A referida resolução estabelece a adoção da "perspectiva de gênero" nos julgamentos e institui a capacitação obrigatória de magistrados sobre o tema.
A proposição, apresentada em 29/3/23, fundamenta-se em uma suposta usurpação de competência do Poder Legislativo pelo CNJ.
Recentemente, a tramitação do projeto ganhou novos contornos. Embora conte com parecer favorável na CCJC - Comissão de Constituição e Justiça e de Cidadania, o debate se ampliou com a solicitação de análise por outras três comissões temáticas da Câmara dos Deputados, indicando uma disputa mais acirrada sobre o mérito da matéria.
1. Os fundamentos para a sustação da resolução do CNJ
A principal tese defendida tanto pela autora do projeto quanto pelos relatores na CCJC é a de que o CNJ, ao editar a resolução 492/23, extrapolou sua competência regulamentar, invadindo a esfera de atribuições do Congresso Nacional e do STF.
1.1. Violação da competência legislativa e do art. 93 da Constituição
O argumento central do PDL é que a matéria tratada pela resolução - a previsão de cursos de aperfeiçoamento para magistrados - é de reserva de lei complementar, de iniciativa do STF, conforme o art. 93, IV, da Constituição Federal.
A justificação do projeto e os pareceres da CCJC afirmam que uma resolução, sendo um ato administrativo normativo, não poderia criar direitos e obrigações, mas apenas detalhar a execução de uma lei preexistente.
A autora e os relatores apontam que nem a LOMAN - lei orgânica da magistratura nacional (LC 35/1979) prevê a obrigatoriedade de cursos com a temática da "teoria de gênero".
Dessa forma, o CNJ teria usurpado a competência do STF para propor o Estatuto da Magistratura e do Congresso para legislar sobre o tema.
1.2. Natureza administrativa do CNJ e excesso de poder regulamentar
Os relatórios da CCJC reforçam que o CNJ é um órgão de natureza puramente administrativa, sem função jurisdicional, criado pela EC 45/2004.
Sua competência normativa, prevista no art. 103-B da Constituição, seria de caráter regulamentar e infralegal, não podendo inovar na ordem jurídica como fazem as leis formais.

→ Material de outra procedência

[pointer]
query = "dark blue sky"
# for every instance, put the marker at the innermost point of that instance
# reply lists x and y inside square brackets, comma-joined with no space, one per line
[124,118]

A resolução 492/23, ao criar obrigações para magistrados sem lei correspondente, violaria o princípio da legalidade, segundo o qual "ninguém será obrigado a fazer ou deixar de fazer alguma coisa senão em virtude de lei" (Art. 5º, II, CF).
Pontos-chave da argumentação do PDL 89/23
- Usurpação de competência: A matéria de cursos para magistrados é reservada à lei complementar de iniciativa do STF (Art. 93, IV, CF).
- Excesso de poder regulamentar: Como órgão administrativo, o CNJ não poderia criar obrigações novas, apenas regulamentar leis existentes.
- Afronta à separação de poderes: O PDL é apresentado como um instrumento do Congresso Nacional para zelar por sua competência legislativa (Art. 49, XI, CF).
- Caráter político-ideológico: Os pareceres e a justificativa afirmam que a resolução é "carregada de questões políticas" e busca institucionalizar a "teoria de gênero".
2. O andamento atual na Câmara dos Deputados (julho/25)
Inicialmente despachado apenas para a CCJC, o projeto teve uma tramitação focada na análise de sua legalidade.
Contudo, o cenário tornou-se mais complexo recentemente.
2.1. Pareceres favoráveis na CCJC - Comissão de Constituição e Justiça
O PDL 89/23 já foi objeto de dois pareceres na CCJC. O primeiro, do relator deputado Diego Garcia (apresentado em 31/07/24), votou pela constitucionalidade, juridicidade e aprovação no mérito.
Mais recentemente, em um novo parecer de 25/6/25, a relatora deputada Bia Kicis manteve o entendimento, recomendando a aprovação do projeto pelos mesmos fundamentos.
Isso demonstra uma posição consolidada dentro da comissão mais importante para a análise formal de propostas.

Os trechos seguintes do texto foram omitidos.